Plus que celle de l’ENA, la fin des grands corps de l’Etat annoncée par le président Macron serait une révolution. Car cette organisation administrative héritée de l’ancien régime est à l’origine d’une omnipotence des hauts fonctionnaires inconnue ailleurs en Europe.

Face au rejet du parisianisme et à la dénonciation de l’arrogance et de l’entre-soi des hauts fonctionnaires, Emmanuel Macron a choisi de frapper fort en annonçant, il y a une semaine, la suppression de l’Ecole Nationale d’Administration (ENA) et la fin des grands corps de l’Etat.

Une vraie révolution administrative qui ne s’en prend pas seulement à l’ « école de l’élite » créée il y a 75 ans mais remet en cause les fondements d’une organisation de l’Etat remontant parfois jusqu’à l’Ancien régime.

L’élitisme relatif de l’ENA

La suppression de l’ENA n’est pas, en elle même, de nature à « démocratiser » l’accès à la haute fonction publique française.

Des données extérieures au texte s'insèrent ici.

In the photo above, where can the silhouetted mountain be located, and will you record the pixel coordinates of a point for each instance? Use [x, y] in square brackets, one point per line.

Certes, moins de 20% des élèves de l’Ecole sont issus des classes populaires, ce qui peut en partie s’expliquer par le fait que le concours d’entrée est hyper-sélectif (environ 1500 candidats pour une centaine de places) et exige, outre un premier diplôme universitaire pour le concours externe, une préparation extrêmement poussée passant par des « prépas » coûteuses.

Cela dit, le cursus de deux ans n’est pas seulement gratuit mais il est rémunéré 1.700 euros par mois. Quant à l’enseignement dispensé, il est pratique et vise à développer la réactivité et l’initiative, ce qui paraît contredire l’idée répandue d’un formatage idéologique.

Ce qui est vrai, c’est que l’ENA coûte cher au contribuable : 84.000 € par étudiant et par an et globalement 40 millions annuels.

Les « Grands corps » au coeur du système français

En fait, l’élitisme de la fonction publique française est bien davantage dû au mode d’organisation et de recrutement des hauts fonctionnaires qu’à leur formation.

Depuis la révolution ou l’Empire, voire le début du règne de Louis XV, différents métiers nécessaires à l’administration se sont organisés en « corps » regroupant conseillers, inspecteurs ou ingénieurs formés dans des écoles particulières.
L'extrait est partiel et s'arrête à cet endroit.